Le modalità della sperimentazione sono il primo «scandalo», stando all'indagine di Silvia Ribeiro, ricercatrice della ong canadese Action Group on Erosion, Technology and Concentration: risulta che il test è durato 48 ore direttamente in ospedale, più due visite ambulatoriali nei 15 giorni successivi. I bambini sono stati suddivisi in tre gruppi; il primo è stato trattato con un siero reidratante orale (Sro) a base di glucosio, il secondo con Sro a base di riso, il terzo con lo stesso siero di riso con aggiunta di lactoferrina e lisozima ricombinanti. Secondo una breve nota informativa di Ventria Bioscience, i bambini del gruppo trattato con siero addizionato con proteine ricombinanti sono guariti in meno di quattro giorni, contro i sei giorni che necessari al gruppo trattato con semplice siero di riso. Non si capisce bene che fine abbia fatto il gruppo di bambini a cui è stato somministrato Sro di glucosio, ma per Jim Diamond, pediatra statunitense - che comunque non entra nel merito etico dell'esperimento - è inaccettabile che bambini con crisi acute di diarrea siano curati solo con glucosio. In altre parole, l'azienda statunitense, con la complicità degli istituti peruviani, ha da un lato usato intenzionalmente una terapia meno efficace per ottenere risultati artificialmente positivi; dall'altro ha esposto bambini e neonati a prodotti transgenici non approvati. In passato Ventria aveva richiesto l'autorizzazione al test negli Usa, bloccato dopo l'intervento di alcune organizzazioni - tra cui il Center for food safety e Friends of the Earth - che avevano presentato un documento, suffragato da importanti referenze scientifiche, sui danni che lactoferrina e lisozima ricombinanti di Ventria Bioscience possono provocare alla salute umana. Spiegando che le proteine ricombinanti non sono identiche a quelle naturali ed esiste quindi la possibilità che provochino disordini immunologici e allergie, oltre a favorire lo sviluppo di agenti patogeni come l'helicobacter pyloris, portatore di gastriti e cancro allo stomaco.

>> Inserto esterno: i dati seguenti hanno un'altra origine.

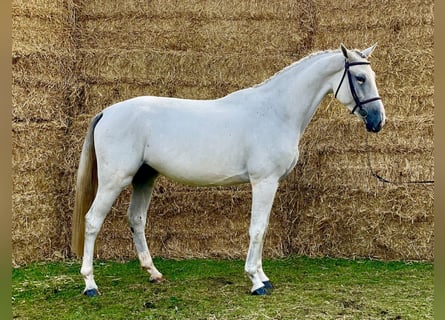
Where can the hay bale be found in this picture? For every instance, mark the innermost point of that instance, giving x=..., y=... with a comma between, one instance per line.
x=72, y=59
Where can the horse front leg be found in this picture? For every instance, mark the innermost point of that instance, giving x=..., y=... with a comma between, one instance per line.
x=263, y=194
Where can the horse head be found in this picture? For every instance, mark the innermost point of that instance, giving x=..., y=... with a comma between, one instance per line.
x=362, y=96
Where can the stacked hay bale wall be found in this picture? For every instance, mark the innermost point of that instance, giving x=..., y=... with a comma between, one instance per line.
x=42, y=63
x=330, y=205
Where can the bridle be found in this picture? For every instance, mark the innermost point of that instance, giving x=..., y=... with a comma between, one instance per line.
x=358, y=104
x=363, y=113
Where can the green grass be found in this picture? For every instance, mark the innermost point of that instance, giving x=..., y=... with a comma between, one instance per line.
x=218, y=289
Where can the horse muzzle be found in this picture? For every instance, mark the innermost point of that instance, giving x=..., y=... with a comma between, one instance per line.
x=374, y=120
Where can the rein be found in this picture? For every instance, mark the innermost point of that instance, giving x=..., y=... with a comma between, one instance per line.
x=358, y=104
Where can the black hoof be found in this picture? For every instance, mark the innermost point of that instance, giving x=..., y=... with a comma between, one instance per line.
x=91, y=292
x=260, y=292
x=268, y=286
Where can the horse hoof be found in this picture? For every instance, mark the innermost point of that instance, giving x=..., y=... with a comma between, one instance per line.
x=260, y=292
x=268, y=285
x=91, y=292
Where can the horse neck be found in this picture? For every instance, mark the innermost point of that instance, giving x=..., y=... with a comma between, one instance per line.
x=297, y=90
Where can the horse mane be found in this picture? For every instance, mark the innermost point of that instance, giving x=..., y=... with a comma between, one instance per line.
x=294, y=65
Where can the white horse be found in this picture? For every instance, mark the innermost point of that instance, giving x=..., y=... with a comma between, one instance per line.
x=250, y=135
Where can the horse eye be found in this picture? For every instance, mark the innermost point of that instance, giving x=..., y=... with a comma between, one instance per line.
x=360, y=79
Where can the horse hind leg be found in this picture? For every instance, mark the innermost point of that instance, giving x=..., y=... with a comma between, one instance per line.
x=105, y=197
x=143, y=183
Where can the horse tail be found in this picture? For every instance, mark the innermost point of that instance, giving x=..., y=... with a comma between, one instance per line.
x=86, y=187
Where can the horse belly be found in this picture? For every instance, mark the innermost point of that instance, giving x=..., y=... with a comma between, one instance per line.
x=202, y=162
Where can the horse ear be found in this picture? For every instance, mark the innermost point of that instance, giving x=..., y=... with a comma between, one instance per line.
x=344, y=50
x=367, y=52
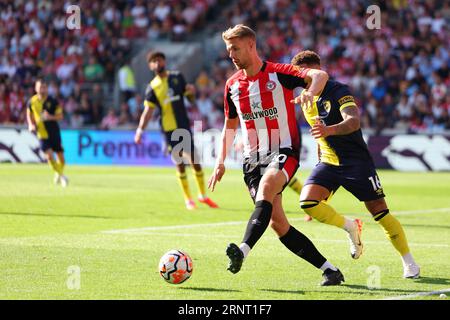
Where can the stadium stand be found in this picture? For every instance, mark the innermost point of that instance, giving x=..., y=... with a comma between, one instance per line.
x=399, y=73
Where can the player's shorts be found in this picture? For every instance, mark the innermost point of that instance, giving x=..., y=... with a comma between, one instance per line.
x=286, y=160
x=52, y=142
x=360, y=179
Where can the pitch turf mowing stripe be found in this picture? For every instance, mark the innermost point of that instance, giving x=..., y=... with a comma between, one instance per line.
x=105, y=240
x=418, y=294
x=219, y=224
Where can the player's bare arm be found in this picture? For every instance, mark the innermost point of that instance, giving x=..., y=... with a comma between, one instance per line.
x=350, y=124
x=190, y=92
x=228, y=133
x=52, y=117
x=31, y=121
x=143, y=121
x=316, y=81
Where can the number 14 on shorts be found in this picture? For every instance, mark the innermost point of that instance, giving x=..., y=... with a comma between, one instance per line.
x=376, y=184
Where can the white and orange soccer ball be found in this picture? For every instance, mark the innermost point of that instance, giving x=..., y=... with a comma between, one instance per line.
x=175, y=266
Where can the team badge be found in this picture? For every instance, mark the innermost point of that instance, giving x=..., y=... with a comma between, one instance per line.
x=327, y=106
x=270, y=85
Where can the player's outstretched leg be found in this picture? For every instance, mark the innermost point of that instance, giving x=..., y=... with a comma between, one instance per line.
x=236, y=257
x=326, y=214
x=395, y=233
x=332, y=277
x=200, y=181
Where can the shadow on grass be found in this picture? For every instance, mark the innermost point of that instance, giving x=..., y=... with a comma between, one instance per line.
x=283, y=291
x=425, y=226
x=433, y=280
x=374, y=291
x=27, y=214
x=208, y=289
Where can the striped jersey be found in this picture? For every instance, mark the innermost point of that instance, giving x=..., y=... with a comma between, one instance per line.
x=262, y=103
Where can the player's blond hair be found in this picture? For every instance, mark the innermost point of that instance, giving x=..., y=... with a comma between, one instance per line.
x=238, y=31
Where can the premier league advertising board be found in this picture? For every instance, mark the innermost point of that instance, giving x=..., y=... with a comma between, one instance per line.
x=400, y=152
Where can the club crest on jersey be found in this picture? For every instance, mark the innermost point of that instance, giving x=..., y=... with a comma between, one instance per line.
x=271, y=85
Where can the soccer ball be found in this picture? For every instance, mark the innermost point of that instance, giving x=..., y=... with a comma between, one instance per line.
x=175, y=266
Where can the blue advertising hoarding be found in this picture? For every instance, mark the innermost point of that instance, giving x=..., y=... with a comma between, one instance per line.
x=113, y=147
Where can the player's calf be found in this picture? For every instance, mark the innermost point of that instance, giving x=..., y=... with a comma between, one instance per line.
x=236, y=257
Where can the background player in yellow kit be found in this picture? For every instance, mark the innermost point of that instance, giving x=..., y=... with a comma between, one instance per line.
x=43, y=114
x=166, y=92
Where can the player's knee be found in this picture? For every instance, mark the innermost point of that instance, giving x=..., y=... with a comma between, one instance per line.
x=308, y=204
x=280, y=227
x=266, y=191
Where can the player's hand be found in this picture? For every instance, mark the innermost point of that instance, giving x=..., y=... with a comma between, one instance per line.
x=32, y=128
x=45, y=115
x=138, y=136
x=305, y=99
x=190, y=89
x=320, y=130
x=219, y=171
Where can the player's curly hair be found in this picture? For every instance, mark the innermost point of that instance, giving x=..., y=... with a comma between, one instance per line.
x=152, y=55
x=307, y=57
x=238, y=31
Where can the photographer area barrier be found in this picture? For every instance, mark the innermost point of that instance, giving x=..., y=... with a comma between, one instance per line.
x=400, y=152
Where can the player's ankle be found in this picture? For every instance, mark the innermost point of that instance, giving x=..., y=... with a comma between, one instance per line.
x=245, y=248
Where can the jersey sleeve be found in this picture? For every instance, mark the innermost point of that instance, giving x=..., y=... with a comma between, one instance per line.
x=229, y=107
x=291, y=76
x=189, y=95
x=344, y=98
x=150, y=97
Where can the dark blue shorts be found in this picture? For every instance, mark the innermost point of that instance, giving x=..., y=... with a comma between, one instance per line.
x=52, y=142
x=183, y=137
x=360, y=179
x=286, y=160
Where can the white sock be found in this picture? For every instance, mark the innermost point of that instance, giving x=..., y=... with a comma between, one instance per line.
x=408, y=259
x=349, y=224
x=245, y=248
x=328, y=265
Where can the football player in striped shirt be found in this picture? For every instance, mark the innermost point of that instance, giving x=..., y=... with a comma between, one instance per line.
x=345, y=160
x=260, y=97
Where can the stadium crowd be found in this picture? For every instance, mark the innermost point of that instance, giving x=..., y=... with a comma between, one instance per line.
x=398, y=73
x=35, y=41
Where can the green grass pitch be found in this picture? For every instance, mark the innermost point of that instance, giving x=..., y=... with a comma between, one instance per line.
x=112, y=224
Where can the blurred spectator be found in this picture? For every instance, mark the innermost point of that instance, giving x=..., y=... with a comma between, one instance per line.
x=110, y=120
x=93, y=71
x=34, y=41
x=399, y=74
x=127, y=82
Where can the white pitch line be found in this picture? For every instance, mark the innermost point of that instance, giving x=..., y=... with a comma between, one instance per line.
x=228, y=236
x=418, y=294
x=421, y=211
x=232, y=223
x=183, y=226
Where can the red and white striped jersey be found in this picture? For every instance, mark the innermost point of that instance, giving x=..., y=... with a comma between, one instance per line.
x=263, y=105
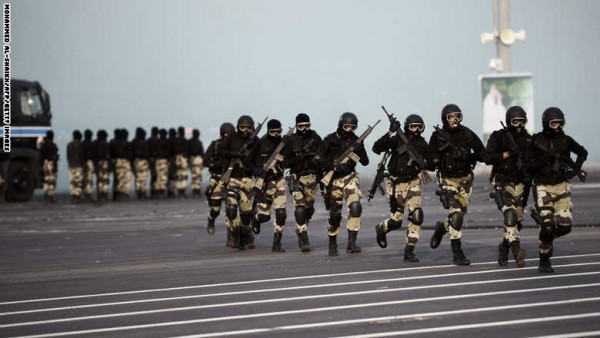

Ora, mentre le autorità peruviane dicono di indagare sulle «confuse cause» della morte di 10 bambini, alcune mamme delle 140 piccole cavia, rintracciate dall'Associazione di consumatori e dall'Associazione medica peruviana, hanno dichiarato di non essere state messe al corrente che i loro figli sarebbero stati oggetti di un test. Un anno fa si erano rivolte a quegli ospedali perché i bambini avevano la diarrea, si sono fidate dei medici che hanno fatto firmare loro una «liberatoria» senza però spiegare le eventuali conseguenze. Molti di quei bambini, come Fabrizio e Jordano, figli della ventiquattrenne Diana Garay (notizia riportata su La Republica del 20 luglio scorso), ora soffrono di gravi allergie alimentari. Le mamme non sapevano, Ventria Bioscience sì, e non sappiamo come abbia comprato la criminale complicità delle istituzioni peruviane.